I can also tell you that he’s very interactive with viewers on The Abandon’s YouTube page. Mainly responding to compliments and tech questions, he noticeably has not responded to my critical comment. He hasn’t responded to those with whom I conversed either. Whenever I get a new notice about that film, I speculate as to why he hasn’t responded. Maybe he read my comments, got offended, and has just been biding his time as to when he’ll respond. Maybe he thinks the people with whom I argued did a well enough job for him. Maybe he read my comments, took them to heart, and has been spending this past year working to improve the show before he releases a new episode (it could happen).
Or maybe – just maybe – he doesn’t care. Maybe he knows that my comment was literally 1/billion and he shrugged it off before getting on with his life. The man has been in the game a while now, surely he’s developed a thick skin. I’d like to think he has. I’d like to think I would. Because, believe it or not, what drew me to seek out The Abandon was probably the same thing that inspired him to create it: our inner Carl Brandon. Keith and I were both Black kids who grew up watching, reading, and loving sci-fi. Eventually we – like Octavia Butler before us – noticed that the aliens were every shade but ours. But we hoped one day someone would be.

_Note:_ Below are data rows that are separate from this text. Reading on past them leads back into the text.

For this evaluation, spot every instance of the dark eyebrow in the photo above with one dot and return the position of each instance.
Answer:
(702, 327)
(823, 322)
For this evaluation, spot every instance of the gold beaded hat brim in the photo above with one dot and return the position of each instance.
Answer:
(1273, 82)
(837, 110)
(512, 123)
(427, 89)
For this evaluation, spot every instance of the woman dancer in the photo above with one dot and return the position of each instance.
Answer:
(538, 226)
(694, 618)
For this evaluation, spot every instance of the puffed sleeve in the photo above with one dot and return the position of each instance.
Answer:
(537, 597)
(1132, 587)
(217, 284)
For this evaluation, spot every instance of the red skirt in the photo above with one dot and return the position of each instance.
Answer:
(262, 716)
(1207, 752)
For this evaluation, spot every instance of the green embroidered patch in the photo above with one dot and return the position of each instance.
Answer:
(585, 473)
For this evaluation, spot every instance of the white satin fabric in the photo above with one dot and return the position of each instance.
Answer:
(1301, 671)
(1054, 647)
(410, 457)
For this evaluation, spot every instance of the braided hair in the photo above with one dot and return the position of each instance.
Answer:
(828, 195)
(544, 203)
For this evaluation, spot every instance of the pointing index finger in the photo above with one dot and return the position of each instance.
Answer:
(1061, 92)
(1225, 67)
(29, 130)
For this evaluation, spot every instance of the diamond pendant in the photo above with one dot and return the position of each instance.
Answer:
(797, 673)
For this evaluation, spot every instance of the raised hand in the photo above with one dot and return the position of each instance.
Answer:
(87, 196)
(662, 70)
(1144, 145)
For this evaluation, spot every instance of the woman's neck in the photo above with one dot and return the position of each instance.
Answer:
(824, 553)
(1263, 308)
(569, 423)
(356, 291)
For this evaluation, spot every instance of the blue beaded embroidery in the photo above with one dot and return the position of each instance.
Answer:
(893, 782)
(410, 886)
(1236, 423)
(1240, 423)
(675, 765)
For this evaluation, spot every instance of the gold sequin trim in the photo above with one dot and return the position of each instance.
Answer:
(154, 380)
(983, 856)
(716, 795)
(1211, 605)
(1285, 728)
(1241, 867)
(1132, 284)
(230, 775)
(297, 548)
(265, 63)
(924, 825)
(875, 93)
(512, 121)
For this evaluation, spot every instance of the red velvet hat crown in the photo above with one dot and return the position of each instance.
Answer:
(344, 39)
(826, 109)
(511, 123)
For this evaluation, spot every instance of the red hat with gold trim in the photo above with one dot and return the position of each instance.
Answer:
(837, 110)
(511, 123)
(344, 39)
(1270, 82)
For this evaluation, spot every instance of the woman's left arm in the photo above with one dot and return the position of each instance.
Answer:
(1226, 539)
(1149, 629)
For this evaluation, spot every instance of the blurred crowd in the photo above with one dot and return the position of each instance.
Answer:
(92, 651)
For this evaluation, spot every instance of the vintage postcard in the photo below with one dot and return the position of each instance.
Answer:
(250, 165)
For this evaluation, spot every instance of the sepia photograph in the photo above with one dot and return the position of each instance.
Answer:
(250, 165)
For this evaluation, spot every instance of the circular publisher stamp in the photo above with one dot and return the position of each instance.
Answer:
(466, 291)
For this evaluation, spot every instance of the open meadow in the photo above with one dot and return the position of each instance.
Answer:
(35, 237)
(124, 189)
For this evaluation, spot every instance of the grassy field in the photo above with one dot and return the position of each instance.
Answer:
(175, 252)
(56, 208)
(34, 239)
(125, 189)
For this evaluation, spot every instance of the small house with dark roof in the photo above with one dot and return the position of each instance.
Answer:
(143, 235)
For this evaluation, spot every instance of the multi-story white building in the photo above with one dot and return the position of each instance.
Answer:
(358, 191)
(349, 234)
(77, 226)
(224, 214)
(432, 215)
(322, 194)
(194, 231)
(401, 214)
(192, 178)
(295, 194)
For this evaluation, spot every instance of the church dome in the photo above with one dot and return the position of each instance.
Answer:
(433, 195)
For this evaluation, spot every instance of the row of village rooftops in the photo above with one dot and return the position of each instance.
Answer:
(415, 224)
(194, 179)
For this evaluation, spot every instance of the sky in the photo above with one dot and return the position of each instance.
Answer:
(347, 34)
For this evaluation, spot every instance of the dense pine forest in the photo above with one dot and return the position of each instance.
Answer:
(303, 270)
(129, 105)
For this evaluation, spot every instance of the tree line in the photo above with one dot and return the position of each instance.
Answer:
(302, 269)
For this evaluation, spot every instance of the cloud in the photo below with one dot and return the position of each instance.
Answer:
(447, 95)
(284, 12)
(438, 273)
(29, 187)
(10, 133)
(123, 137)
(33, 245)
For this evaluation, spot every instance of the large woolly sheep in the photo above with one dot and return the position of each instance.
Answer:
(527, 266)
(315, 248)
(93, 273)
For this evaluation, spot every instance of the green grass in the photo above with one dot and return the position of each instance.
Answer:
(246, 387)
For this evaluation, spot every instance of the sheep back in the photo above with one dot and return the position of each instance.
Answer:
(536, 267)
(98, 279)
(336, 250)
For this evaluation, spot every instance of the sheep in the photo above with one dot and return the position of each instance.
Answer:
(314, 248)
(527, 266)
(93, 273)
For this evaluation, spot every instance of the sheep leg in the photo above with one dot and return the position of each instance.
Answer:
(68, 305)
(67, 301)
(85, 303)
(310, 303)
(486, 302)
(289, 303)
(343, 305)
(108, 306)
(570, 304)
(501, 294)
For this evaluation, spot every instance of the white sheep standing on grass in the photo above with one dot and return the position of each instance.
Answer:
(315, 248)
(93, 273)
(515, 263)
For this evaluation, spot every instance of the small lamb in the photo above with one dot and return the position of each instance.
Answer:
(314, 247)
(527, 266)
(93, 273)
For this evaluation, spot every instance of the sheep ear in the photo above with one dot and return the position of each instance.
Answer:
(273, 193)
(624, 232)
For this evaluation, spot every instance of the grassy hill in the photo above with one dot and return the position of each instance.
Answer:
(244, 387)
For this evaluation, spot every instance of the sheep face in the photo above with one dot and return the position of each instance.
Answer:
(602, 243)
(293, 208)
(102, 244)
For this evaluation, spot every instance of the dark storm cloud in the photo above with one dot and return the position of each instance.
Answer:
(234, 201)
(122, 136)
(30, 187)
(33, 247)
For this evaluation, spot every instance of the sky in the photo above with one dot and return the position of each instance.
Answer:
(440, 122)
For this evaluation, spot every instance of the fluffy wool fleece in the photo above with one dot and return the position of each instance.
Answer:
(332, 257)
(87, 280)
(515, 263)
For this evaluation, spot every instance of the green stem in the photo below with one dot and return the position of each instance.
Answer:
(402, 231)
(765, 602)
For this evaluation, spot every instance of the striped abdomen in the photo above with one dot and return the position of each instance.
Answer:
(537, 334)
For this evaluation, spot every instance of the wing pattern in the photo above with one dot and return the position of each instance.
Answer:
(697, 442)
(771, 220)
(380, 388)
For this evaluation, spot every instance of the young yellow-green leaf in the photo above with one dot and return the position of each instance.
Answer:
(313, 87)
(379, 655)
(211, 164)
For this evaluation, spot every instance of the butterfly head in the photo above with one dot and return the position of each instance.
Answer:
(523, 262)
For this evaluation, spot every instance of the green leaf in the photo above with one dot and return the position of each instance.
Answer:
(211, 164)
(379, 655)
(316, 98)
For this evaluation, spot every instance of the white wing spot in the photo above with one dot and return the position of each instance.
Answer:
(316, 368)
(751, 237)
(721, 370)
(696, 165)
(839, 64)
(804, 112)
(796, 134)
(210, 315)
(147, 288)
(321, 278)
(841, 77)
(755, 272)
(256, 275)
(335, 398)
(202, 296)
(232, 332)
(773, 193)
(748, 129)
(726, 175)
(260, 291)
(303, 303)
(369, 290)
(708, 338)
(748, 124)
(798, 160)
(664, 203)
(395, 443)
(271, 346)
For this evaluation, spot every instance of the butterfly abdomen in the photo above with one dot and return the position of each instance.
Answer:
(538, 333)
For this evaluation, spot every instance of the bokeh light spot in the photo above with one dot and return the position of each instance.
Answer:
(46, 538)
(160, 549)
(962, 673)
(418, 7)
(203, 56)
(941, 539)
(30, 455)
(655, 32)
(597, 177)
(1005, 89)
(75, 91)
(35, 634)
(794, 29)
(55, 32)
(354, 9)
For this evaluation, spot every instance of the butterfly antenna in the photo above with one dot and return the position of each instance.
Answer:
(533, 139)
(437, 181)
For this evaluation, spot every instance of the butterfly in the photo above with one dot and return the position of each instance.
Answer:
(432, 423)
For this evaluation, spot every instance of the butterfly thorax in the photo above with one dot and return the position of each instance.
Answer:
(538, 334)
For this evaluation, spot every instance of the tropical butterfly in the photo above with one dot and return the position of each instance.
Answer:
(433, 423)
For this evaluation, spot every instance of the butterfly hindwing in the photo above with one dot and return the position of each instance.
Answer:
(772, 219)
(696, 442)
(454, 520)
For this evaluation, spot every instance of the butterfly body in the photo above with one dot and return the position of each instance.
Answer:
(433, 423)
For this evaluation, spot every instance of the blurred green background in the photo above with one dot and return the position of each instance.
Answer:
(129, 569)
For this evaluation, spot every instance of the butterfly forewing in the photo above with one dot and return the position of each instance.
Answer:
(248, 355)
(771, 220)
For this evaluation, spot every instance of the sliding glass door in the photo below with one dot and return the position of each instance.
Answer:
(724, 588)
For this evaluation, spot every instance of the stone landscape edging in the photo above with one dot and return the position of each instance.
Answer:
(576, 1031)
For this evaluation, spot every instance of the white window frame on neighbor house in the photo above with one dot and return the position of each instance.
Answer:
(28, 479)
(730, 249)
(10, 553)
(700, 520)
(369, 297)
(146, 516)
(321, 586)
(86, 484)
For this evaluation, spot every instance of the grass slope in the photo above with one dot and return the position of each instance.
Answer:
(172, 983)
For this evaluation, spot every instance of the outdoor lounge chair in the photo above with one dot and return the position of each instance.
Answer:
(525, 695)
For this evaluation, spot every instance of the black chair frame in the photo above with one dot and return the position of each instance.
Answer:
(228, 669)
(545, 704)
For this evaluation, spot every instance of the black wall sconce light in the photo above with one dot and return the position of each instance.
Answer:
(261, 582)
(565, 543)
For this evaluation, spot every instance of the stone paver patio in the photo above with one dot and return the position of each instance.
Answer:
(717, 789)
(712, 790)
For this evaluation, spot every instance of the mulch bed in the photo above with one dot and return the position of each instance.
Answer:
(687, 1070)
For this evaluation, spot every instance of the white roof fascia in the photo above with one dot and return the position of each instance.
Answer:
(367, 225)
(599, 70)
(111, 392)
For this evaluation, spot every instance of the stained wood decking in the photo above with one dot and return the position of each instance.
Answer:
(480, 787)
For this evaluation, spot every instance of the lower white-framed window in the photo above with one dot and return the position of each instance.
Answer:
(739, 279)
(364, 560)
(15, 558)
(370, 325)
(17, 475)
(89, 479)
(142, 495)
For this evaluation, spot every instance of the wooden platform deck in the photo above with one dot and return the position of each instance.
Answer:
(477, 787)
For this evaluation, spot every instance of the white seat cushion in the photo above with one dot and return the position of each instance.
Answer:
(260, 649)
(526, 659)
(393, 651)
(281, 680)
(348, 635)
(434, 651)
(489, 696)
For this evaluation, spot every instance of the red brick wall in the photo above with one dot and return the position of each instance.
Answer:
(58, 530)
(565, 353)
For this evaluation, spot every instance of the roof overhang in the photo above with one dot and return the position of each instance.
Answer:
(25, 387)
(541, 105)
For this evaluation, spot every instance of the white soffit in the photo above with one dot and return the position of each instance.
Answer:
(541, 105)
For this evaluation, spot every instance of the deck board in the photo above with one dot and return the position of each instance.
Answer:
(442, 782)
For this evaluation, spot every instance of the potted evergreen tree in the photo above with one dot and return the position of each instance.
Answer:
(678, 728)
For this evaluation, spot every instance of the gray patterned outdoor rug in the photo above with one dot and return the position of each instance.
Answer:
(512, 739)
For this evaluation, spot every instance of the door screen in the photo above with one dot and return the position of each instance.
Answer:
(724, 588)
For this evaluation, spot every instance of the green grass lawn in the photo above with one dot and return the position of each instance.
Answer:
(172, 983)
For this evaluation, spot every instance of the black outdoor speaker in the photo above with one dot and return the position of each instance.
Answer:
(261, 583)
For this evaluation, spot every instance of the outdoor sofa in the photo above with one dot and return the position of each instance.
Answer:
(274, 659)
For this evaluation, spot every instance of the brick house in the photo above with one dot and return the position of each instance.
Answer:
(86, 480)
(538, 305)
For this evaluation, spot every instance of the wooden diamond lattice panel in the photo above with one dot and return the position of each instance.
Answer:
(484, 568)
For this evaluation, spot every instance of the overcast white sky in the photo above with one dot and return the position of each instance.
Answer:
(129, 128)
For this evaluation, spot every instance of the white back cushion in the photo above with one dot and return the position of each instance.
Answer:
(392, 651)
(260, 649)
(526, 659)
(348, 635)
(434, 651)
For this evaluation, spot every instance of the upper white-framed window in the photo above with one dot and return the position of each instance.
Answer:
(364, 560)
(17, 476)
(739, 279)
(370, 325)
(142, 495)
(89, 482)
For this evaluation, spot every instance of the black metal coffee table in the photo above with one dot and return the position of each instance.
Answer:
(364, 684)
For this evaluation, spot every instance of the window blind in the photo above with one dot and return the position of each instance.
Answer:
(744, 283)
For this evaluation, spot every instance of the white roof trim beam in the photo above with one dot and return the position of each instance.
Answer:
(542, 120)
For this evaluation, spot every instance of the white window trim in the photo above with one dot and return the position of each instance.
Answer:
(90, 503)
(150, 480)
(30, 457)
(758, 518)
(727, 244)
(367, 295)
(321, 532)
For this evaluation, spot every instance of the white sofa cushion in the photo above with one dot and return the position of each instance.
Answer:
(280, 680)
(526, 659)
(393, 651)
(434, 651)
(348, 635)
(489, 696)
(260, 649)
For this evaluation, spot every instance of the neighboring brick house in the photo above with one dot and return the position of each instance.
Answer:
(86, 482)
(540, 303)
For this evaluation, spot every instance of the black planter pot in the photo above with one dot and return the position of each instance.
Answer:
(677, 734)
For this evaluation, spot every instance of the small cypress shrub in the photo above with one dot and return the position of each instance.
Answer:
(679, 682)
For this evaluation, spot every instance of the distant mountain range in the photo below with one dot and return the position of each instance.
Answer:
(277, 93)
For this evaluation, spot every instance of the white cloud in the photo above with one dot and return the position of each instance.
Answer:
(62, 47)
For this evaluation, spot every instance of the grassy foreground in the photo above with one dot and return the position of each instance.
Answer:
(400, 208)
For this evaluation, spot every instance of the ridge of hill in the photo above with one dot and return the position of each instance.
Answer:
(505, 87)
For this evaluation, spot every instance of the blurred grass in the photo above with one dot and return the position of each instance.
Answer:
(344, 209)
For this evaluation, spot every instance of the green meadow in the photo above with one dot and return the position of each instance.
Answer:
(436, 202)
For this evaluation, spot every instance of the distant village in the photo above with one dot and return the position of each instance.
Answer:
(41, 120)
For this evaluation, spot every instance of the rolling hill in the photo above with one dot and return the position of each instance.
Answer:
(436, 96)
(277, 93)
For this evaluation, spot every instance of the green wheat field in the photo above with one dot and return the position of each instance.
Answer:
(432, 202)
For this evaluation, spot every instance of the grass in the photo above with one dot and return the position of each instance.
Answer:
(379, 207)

Keith Adkins did more than hope; he actually did something about it. He wrote something. He produced it. He released it… and I didn’t like it. It doesn’t turn me off to his work, it just makes me hope he’ll do better next time. I sincerely do.
Pilot episodes are hard. It has to set up its own compelling story, but keep audiences hungry for more. The best pilot episode ever is “Space Pilot 3000” from Futurama. It’s a self-contained short story that didn’t need any further development, but the world it showed was so rich that we wanted to know more. Plus it dropped little hints of a larger story yet to be understood. I say this as a guy who hated the pilot episodes of The Sopranos, Star Trek: Deep Space Nine, and Deadwood – shows I wound up loving dearly. Still, it’s hard to stay for the whole meal if you don’t like the first bite.
History is filled with many great works of art that weren’t exactly beloved when they first appeared. Others were just as bad as originally thought (except for Clue – why is that on the list?). Every artist wants to make the best he or she can. Every critic wants to see something that exceeds their expectations. Searching for those things will require sifting through a lot of crap. But it’s that sifting through crap in search of greatness that makes us so proud to be artists. Otherwise this is just a hobby.